Contrary to some of the speculation about her, Nancy only rarely tried to influence me when I was president. But on Bitburg, she let me know her opinion. She is not one to shout or be critical when she disagrees with me. Most of the time, she’ll just go over the points she believes in, perhaps during dinner, then say in her quiet voice something like: “Do you think it’s really a good idea for you to do that?” or “I don’t think I’d say that anymore if I were you. . . .” Whenever she speaks up like that, I know she’s trying to protect me; she isn’t trying to interfere with how I do my job, she just wants to keep me out of trouble.
I have always valued Nancy’s opinion and, frankly, I’m not sure a man could be a good president without a wife who is willing to express her opinions with the frankness that grows out of a solid marriage. In a good marriage, husband and wife are best friends; if you can’t trust your wife to be honest with you, whom can you trust? She’ll tell you things nobody else will, sometimes things you don’t want to hear, but isn’t that how it should be? I wouldn’t want a wife who sat across from me at dinner mentally disagreeing with me but afraid to speak up and express an opinion. No, Nancy was my best friend and I wanted to know how she felt.

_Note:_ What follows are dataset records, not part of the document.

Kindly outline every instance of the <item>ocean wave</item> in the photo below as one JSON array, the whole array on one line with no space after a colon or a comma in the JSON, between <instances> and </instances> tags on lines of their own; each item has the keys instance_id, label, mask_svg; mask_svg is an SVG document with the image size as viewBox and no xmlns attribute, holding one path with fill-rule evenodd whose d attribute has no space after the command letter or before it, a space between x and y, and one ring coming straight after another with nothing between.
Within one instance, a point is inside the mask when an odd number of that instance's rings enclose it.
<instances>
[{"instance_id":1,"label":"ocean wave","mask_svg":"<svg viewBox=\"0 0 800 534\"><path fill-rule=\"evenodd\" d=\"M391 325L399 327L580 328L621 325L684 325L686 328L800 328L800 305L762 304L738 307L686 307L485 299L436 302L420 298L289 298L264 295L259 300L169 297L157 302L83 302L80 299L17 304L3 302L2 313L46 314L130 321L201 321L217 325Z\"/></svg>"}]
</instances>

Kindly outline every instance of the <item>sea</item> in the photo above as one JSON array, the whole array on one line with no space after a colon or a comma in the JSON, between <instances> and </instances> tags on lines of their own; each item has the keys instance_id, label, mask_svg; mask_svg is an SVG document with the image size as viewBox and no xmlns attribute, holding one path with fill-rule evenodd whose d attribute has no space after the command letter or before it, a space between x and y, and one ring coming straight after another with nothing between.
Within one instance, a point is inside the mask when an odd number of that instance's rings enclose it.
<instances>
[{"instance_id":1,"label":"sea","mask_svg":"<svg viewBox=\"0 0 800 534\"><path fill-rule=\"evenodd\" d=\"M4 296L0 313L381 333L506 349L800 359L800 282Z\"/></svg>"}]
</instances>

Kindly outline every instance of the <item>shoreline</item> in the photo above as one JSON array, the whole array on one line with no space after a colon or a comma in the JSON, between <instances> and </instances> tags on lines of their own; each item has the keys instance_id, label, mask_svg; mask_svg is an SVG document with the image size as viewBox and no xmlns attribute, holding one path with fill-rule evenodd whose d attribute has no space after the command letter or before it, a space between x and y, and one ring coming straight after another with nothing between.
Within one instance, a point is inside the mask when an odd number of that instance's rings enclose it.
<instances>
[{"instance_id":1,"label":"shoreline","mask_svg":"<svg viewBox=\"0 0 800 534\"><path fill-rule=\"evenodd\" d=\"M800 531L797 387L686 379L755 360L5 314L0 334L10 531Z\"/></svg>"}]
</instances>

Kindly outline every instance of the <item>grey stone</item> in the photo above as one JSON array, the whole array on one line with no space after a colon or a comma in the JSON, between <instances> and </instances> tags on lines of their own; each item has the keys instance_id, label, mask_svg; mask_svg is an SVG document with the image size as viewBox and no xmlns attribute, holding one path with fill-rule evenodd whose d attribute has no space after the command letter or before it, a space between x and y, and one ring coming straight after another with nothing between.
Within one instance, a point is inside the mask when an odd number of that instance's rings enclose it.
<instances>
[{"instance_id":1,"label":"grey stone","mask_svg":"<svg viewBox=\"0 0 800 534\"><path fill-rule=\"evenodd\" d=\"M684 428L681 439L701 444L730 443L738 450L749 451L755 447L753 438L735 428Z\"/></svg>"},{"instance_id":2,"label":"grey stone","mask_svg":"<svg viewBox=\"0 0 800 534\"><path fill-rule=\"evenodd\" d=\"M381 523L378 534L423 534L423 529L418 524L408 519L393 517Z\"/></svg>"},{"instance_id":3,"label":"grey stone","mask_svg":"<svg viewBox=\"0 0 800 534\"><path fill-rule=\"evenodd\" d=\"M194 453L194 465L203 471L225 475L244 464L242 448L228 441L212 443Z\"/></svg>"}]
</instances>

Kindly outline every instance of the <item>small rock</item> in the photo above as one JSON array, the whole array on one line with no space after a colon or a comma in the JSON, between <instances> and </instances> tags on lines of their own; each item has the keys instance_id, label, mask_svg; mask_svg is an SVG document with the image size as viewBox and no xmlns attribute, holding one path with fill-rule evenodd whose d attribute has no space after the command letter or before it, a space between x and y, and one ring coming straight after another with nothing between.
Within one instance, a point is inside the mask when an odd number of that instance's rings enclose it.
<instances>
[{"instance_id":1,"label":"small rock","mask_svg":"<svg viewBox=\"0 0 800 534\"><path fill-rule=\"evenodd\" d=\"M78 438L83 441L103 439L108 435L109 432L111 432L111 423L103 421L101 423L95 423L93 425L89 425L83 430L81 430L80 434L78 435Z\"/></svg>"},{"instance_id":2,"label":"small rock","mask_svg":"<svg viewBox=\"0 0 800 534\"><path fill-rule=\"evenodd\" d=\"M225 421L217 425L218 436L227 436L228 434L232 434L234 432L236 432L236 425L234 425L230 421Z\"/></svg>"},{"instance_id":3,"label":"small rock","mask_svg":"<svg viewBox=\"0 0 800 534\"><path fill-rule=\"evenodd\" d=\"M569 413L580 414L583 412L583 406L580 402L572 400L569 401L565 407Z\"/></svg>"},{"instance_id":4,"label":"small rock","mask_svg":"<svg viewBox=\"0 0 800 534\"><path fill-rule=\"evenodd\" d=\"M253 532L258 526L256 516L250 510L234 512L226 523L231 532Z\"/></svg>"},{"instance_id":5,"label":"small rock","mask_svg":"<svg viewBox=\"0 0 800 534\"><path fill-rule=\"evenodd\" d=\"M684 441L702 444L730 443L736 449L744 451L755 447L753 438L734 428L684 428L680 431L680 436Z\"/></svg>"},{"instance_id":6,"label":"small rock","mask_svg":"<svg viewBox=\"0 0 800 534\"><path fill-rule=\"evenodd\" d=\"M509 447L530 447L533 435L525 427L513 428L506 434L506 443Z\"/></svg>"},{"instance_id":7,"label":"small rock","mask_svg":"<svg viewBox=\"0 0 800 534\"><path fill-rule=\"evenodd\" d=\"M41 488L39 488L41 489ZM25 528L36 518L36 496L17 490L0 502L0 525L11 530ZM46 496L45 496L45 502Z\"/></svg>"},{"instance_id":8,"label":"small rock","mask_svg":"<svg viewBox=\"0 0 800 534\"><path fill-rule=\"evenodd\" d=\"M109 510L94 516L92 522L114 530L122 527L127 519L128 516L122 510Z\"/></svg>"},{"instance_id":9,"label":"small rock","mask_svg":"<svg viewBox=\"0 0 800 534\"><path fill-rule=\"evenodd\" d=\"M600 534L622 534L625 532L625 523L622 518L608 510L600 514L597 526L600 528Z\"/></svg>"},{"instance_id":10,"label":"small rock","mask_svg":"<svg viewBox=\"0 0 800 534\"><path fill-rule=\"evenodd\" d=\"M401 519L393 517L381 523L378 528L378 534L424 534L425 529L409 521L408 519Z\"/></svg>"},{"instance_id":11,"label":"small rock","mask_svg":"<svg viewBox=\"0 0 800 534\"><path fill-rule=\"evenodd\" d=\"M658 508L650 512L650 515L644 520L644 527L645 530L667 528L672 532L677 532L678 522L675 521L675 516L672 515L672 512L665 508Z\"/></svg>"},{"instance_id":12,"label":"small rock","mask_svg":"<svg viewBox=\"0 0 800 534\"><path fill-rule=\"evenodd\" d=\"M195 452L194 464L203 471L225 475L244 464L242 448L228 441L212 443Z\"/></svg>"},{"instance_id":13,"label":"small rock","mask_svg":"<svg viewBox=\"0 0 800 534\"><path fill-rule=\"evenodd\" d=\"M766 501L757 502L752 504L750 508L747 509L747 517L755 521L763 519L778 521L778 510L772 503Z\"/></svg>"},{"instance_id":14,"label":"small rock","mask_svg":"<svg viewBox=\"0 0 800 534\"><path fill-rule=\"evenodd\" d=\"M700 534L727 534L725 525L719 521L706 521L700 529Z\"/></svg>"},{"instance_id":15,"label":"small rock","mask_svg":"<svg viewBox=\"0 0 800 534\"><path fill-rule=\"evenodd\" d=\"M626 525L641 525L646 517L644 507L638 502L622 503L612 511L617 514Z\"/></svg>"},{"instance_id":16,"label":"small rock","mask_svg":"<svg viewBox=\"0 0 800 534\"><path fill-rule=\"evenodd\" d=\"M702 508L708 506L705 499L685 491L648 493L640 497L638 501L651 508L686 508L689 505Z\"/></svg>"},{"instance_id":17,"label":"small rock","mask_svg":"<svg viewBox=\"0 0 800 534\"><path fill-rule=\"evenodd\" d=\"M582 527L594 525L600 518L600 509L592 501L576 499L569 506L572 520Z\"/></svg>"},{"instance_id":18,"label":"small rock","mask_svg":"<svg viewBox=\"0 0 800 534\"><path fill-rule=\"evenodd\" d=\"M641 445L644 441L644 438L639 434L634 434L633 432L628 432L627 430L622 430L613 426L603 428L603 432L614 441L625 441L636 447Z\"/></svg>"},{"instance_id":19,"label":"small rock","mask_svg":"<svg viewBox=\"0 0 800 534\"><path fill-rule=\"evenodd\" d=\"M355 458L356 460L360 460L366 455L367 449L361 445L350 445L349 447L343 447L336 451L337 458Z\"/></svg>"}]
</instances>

She argued that my visit to the Bitburg cemetery would be offensive to Jews and make me look insensitive to those who had died in the Holocaust. I told her that once I’d accepted the invitation, I could not embarrass Helmut Kohl by canceling the visit. But that wasn’t the only reason I refused to cancel.
I didn’t think it was right to keep on punishing every German for the Holocaust, including generations not yet born in the time of Hitler. I don’t think all Germans deserve to bear the stigma for everything he did. As I mentioned earlier, during the last days of the war, I saw an Army Signal Corps film with searing images of German villagers being taken to death camps near their homes. They were discovering for the first time what Hitler had done. I knew that from the looks of sickening disbelief and disgust on their faces. A lot of Germans never knew what had happened until after the war. Meanwhile, the modern German government has attempted to come to grips with the horrors of Hitler’s monstrous crimes by keeping memories of them alive; it has turned former concentration camps into museums of death containing the most horrifying pictures you have ever seen, and encouraged German schoolchildren to visit the museums and look at the pictures.